Something I've been experimenting with recently (not sure if it's a good idea or not, but I'm in a place where I have a bit of leeway) is being completely out about the fact that I'm not sure what to do and asking other people for advice

Even more excellent. I believe being out about whatever it is, as long as you're in at least a semi-supportive environment, will usually be the best course to take.

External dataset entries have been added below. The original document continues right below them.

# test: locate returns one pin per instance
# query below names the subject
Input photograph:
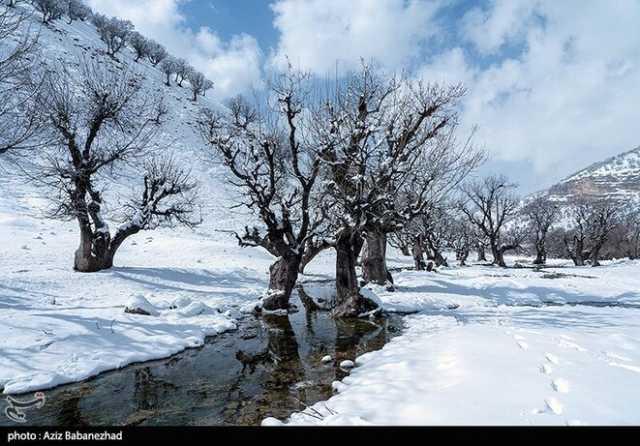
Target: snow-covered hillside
(58, 326)
(617, 178)
(179, 137)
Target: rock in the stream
(347, 364)
(140, 305)
(270, 421)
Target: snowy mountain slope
(58, 326)
(179, 137)
(617, 178)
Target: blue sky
(552, 85)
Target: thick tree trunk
(374, 259)
(282, 278)
(541, 254)
(482, 256)
(498, 256)
(87, 258)
(418, 255)
(462, 256)
(439, 258)
(349, 301)
(311, 250)
(595, 256)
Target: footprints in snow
(553, 359)
(559, 385)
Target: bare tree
(630, 233)
(462, 238)
(19, 124)
(576, 239)
(489, 204)
(50, 9)
(182, 70)
(157, 53)
(140, 44)
(101, 121)
(542, 214)
(604, 219)
(77, 10)
(592, 224)
(168, 66)
(392, 146)
(199, 84)
(114, 33)
(271, 158)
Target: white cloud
(489, 29)
(234, 66)
(568, 98)
(315, 34)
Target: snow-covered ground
(58, 326)
(487, 348)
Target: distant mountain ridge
(616, 178)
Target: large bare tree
(542, 214)
(100, 121)
(490, 204)
(393, 149)
(592, 223)
(271, 157)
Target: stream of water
(270, 366)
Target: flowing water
(270, 366)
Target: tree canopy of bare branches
(489, 204)
(19, 125)
(391, 152)
(270, 157)
(99, 121)
(542, 214)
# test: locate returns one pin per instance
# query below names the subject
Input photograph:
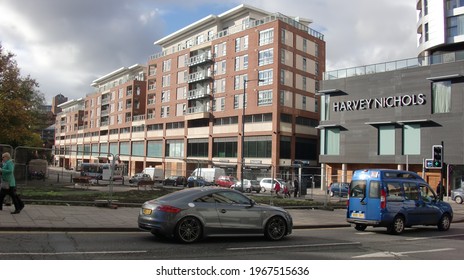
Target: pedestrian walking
(8, 185)
(296, 188)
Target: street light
(245, 81)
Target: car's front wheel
(397, 227)
(444, 223)
(188, 230)
(458, 199)
(276, 228)
(360, 227)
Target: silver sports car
(191, 214)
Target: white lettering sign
(383, 102)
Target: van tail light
(168, 209)
(383, 199)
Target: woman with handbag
(8, 185)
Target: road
(424, 243)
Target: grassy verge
(59, 194)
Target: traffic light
(437, 161)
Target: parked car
(196, 181)
(225, 181)
(175, 181)
(338, 189)
(191, 214)
(134, 180)
(457, 195)
(248, 186)
(395, 199)
(268, 184)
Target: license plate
(357, 215)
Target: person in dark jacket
(8, 185)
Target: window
(331, 141)
(174, 148)
(441, 97)
(265, 77)
(264, 97)
(386, 140)
(266, 57)
(411, 139)
(266, 37)
(258, 146)
(197, 147)
(154, 148)
(225, 147)
(138, 148)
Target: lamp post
(245, 81)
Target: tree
(20, 103)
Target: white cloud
(67, 44)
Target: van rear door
(365, 202)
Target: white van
(209, 174)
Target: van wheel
(360, 227)
(458, 200)
(444, 223)
(397, 227)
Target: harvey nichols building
(390, 115)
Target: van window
(374, 190)
(411, 191)
(427, 194)
(394, 191)
(358, 188)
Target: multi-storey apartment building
(233, 90)
(390, 115)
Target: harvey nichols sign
(382, 102)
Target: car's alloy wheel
(276, 228)
(458, 199)
(444, 223)
(188, 230)
(360, 227)
(397, 227)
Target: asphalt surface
(35, 217)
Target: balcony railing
(395, 65)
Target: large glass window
(225, 147)
(266, 37)
(174, 148)
(387, 140)
(331, 141)
(411, 139)
(259, 147)
(155, 149)
(138, 149)
(197, 147)
(441, 97)
(124, 148)
(285, 147)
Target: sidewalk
(92, 218)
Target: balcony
(201, 58)
(198, 93)
(200, 76)
(198, 112)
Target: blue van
(394, 199)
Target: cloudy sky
(67, 44)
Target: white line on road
(399, 254)
(292, 246)
(71, 253)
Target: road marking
(433, 237)
(292, 246)
(399, 254)
(72, 253)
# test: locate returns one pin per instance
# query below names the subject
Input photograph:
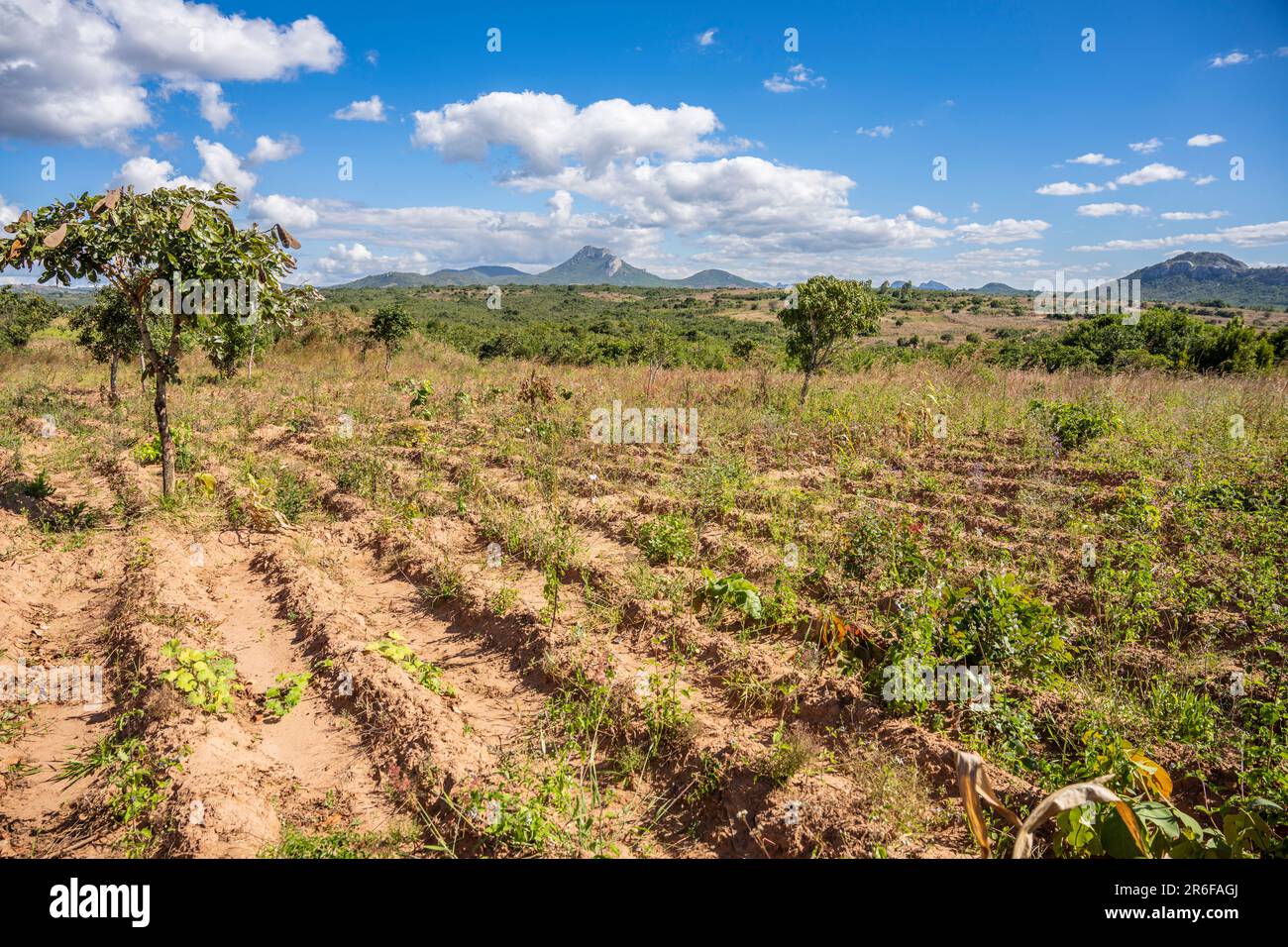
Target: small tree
(390, 325)
(828, 313)
(21, 316)
(107, 330)
(167, 252)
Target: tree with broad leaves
(106, 329)
(390, 325)
(828, 313)
(167, 253)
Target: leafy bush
(286, 694)
(732, 591)
(670, 538)
(429, 676)
(205, 678)
(1073, 425)
(22, 316)
(147, 453)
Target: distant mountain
(1196, 277)
(716, 279)
(1000, 289)
(591, 265)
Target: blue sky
(679, 136)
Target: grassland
(520, 642)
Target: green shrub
(1073, 425)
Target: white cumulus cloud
(362, 110)
(1150, 174)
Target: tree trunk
(250, 360)
(163, 432)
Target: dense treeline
(1162, 339)
(21, 316)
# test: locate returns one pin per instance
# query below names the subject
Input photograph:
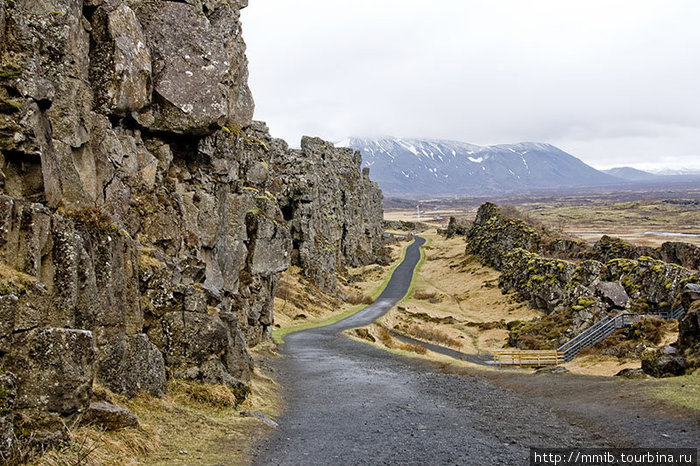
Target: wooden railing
(528, 357)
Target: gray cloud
(613, 82)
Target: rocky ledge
(144, 217)
(577, 292)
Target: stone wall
(334, 210)
(588, 289)
(144, 217)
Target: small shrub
(214, 395)
(355, 297)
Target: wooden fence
(528, 357)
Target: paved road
(352, 403)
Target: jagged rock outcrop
(608, 248)
(588, 290)
(333, 208)
(455, 228)
(144, 217)
(684, 355)
(684, 254)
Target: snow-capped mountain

I also wanted to note that although you would probably consider me an extro, I would find the park-pinic-sports scenario very stressful and non-enjoyable, and if I forced myself to do it, would have to be alone, in quiet, for an extended period afterwards.

Here I am reading and responding to your good think-posts instead of writing my own. It's much more enjoyable, so much easier!

impudent strumpet said...

Do you find the barbecue scenario non-enjoyable for the same reasons I do, or do you have separate and different reasons?